You want it, you got it: COVID-19 jab symptoms and 'nocebo effect'
A nurse prepares booster doses of AstraZeneca's COVID-19 vaccine for people over 50 at a vaccination center set up at the Benito Juarez Auditorium in Zapopan, state of Jalisco, Mexico, Jan. 24, 2022. (AFP Photo)


The list of potential side effects from COVID-19 vaccines is long. But scientists now say many of the adverse reactions people have been feeling could be caused not by the vaccines themselves, but by the "nocebo effect."

This is when people anticipate a negative response to a medicine and then experience exactly that, even if they were given an inert substance.

It's the counterpart of the more familiar placebo effect when people experience positive effects thanks to their positive expectations.

According to research published in January, some three quarters (76%) of complaints of physical reactions following the first dose of a COVID-19 vaccine, and half (52%) of symptoms after a second shot could be due to the nocebo effect.

The nocebo effect can kick in, for example, if people read about the negative side effects of their medicine.
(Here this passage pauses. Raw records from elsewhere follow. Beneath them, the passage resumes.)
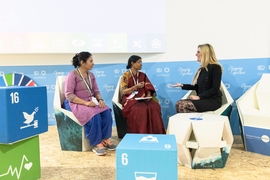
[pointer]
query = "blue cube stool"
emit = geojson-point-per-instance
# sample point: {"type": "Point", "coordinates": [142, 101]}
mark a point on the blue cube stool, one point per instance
{"type": "Point", "coordinates": [145, 156]}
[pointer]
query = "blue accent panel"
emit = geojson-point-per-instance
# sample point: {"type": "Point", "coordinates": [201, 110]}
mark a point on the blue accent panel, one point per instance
{"type": "Point", "coordinates": [24, 111]}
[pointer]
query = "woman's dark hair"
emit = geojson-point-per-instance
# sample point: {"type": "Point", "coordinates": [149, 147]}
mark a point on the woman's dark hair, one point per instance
{"type": "Point", "coordinates": [133, 58]}
{"type": "Point", "coordinates": [82, 56]}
Expecting a negative reaction, people then experience those effects.

Scientists led by Julia Haas, Sarah Ballou and Friederike Bender, among others, from Harvard Medical School and Philipps University in Marburg analyzed 12 clinical studies on vaccinations using different COVID-19 vaccines.

The studies included 45,380 participants who reported reactions to vaccines. Of those people, 22,802 received a regular vaccine and 22,578 were given a placebo with no active ingredient.
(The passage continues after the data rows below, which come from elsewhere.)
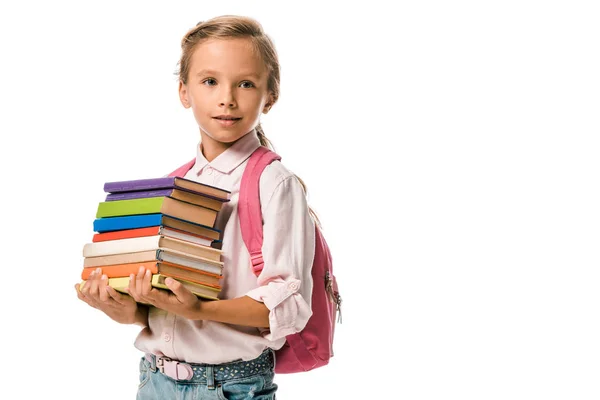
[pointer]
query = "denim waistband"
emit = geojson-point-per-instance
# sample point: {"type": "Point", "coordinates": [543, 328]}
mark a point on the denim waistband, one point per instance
{"type": "Point", "coordinates": [214, 373]}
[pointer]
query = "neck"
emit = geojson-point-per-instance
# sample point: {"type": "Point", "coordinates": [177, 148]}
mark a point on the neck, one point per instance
{"type": "Point", "coordinates": [211, 148]}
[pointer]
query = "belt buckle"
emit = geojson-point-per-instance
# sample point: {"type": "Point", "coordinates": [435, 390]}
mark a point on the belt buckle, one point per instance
{"type": "Point", "coordinates": [160, 363]}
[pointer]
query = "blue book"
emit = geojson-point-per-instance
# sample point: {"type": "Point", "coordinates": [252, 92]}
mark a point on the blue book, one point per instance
{"type": "Point", "coordinates": [108, 224]}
After their first dose, 35% of the people who had the placebo reported reactions ranging from a headache to fatigue. Some 32% reported negative sensations after their second dose.

Meanwhile, of those given the regular vaccine, 46% said they had a physical reaction after the first dose and about 61% after the second dose.

The nocebo responses could be because people had been told about possible consequences before they were given the vaccination, the scientists said in the study published in Jama Network Open journal.

"There is evidence that this kind of information can cause people to misattribute common daily background sensations to the vaccination, or to worry, making people hypersensitive to possible side effects," said Ted Kaptchuk of Harvard Medical School.

The researchers called for more information and awareness about this in vaccination campaigns.

On the other hand, the scientists also noted that they had analyzed relatively few studies that were fairly heterogeneous.

But many researchers have investigated the nocebo effect and its consequences.

A team of German scientists found that the higher price of medicines even compounds the effect.

People were told that the side effects of a drug they had been given included an increased sensation of pain, in the study carried out at the University Hospital (UKE).

Those who thought their drug was a more expensive medicine also reported feeling more pain after taking the placebo than the others.

The scientists who carried out the study say the results were due to expectations formed in the frontal brain influencing the processing of painful stimuli in deeper regions of the nervous system. They also noted differences in the processing of pain stimuli in the spinal cord.

The nocebo effect can be enormously powerful, as a previous case in the United States showed. In 2007, a young man who was part of a study of antidepressants tried to commit suicide by taking psychiatric drugs.

His blood pressure sank so low that he went to an emergency room. However, the doctors there realized he was part of the half of the study participants who were given a placebo.

On being informed of that fact, the man's symptoms swiftly disappeared, according to the scientists led by psychiatrist Roy Reeves of the University of Mississippi in Jackson, who describe the case in General Hospital Psychiatry.